Além dos serviços relacionados à saúde física, os programas da fundação abrangem a saúde emocional através de aconselhamento e exposição às artes, assim como aconselhamento familiar e aulas para os pais.
Também ajudamos a comunidade como um todo. Todos os dias nossas escolas estão cheias de atividades, oferecendo uma ampla gama de serviços que incluem alfabetização de adultos, aulas de liderança na juventude, acesso a bibliotecas e aulas de computação. Talvez o mais importante, também começamos a formar cooperativas de pais cujo foco é ensinar a eles atividades que de fato possam gerar renda para assegurar que as famílias estejam financeiramente seguras.
Agora estamos no processo de levar esta história de sucesso a outras partes do mundo através de nossa organização não governamental Barefoot Foundation, nos Estados Unidos.

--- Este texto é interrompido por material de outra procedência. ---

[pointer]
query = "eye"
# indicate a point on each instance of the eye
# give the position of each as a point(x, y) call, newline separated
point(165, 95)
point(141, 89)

Se nossa fundação pode levar educação de qualidade para algumas das crianças mais pobres do mundo, não há razão pela qual os governos não possam fazer o mesmo. Nossas escolas na Colômbia estão provando todos os dias que não importa de onde venha uma criança ou o quão pobre seja, ela pode triunfar se for dada uma chance.
Me recuso a acreditar que não é possível educar todas as crianças. Estabelecendo um Fundo Global de Educação em 2010, investiremos no futuro destas crianças – e ajudaremos a assegurar nossos próprios.